When it comes to the survival analysis in relation to the type of surgery, AF significantly worsened the prognosis in all of the analyzed procedures, which is consistent with the higher prevalence of peri-operative complications. The worst outcomes were reported for CABG and curves diverged after 10 days, which may be partially explained by the previously proposed influence of AF on early graft failure. Surgical ablation should be considered in such cases, as a significant improvement in prognosis was previously reported, especially in lower-risk patients23.

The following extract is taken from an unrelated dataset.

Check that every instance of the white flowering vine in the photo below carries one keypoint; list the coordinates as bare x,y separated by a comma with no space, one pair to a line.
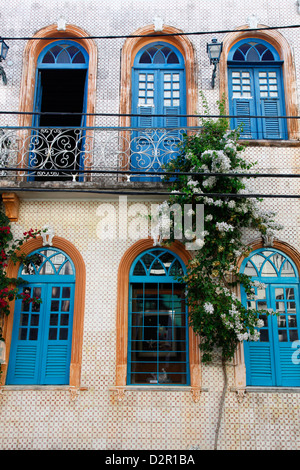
216,313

Our study proves that in the group of patients with AF EuroSCORE II overestimated mortality in low- and very-high-risk patients. Its discriminative power is significantly lower in the group of patients with AF, particularly those undergoing CABG. Future efforts in the development of EuroSCORE III should focus on taking into consideration minimally invasive approaches in cardiac surgery, e.g., transcatheter aortic valve implantation (TAVI), off-pump coronary artery bypass (OPCAB) or minimally invasive mitral valve surgery (MIMVS). There are also a few more alarming outcomes that require further investigation. This analysis demonstrated that AF is not a benign co-morbidity, but a serious condition that deeply affects prognosis after cardiac procedures. In the future, more emphasis should be placed on research focusing on the prevention of the most common complications. With epicardial left atrial appendage closure and the Cox-maze ablation, modern surgery offers effective treatment options that may improve short- and long-term outcomes in patients with concomitant AF.

Limitations

Limitations of EuroSCORE II scoring system are inherent and translatable to the current analysis as well. EuroSCORE II by initially not including predefined factors such as neurological condition, blood panel counts, BMI, race, level of coronary stenosis etc. makes the general accuracy of the model lower in the specific subsets of patients underrepresented in the initial EuroSCORE II study cohort. One limitation of the current analysis is the lack of detailed information on AF in the KROK registry—we could not stratify patients depending on the type of AF (paroxysmal vs permanent) nor on the AF duration and association of outcomes with the type, doses, duration and adherence to OAC. Second, differences in the protocols and patient management, particularly during intensive care unit (ICU) stay, exist across participating centres. We have made an attempt to minimize the institutional bias by placing the time-frames of the study to best represent the contemporary surgical and ICU practice, yet not to overlap with COVID—19 pandemic which has made an early diagnosis and access to heart surgery care more difficult in the recent 3 years. However, it resulted in the inclusion a of relatively small group of high and very high-risk patients. Third, the current analysis does not assess the long-term outcomes; such an analysis could shed further light on the impact of initial EuroSCORE II on out-of-hospital outcomes as well. Finally, in our analysis all models failed the Hosmer–Lemeshow tests. Knowing concerns linked with the Hosmer–Lemeshow test, we decided to use also calibration plots in our analysis as well.

Conclusions

The main findings of this study are that while EuroSCORE II is a good predictor of outcomes for the general population, it is more accurate for patients with concomitant AF. However, EuroSCORE II underestimated mortality rates for patients with low-to-moderate risk. Additionally, its ability to distinguish between high- and low-risk patients was lower for those with AF, especially those undergoing coronary artery bypass grafting, indicating that its use should be cautiously used in these groups.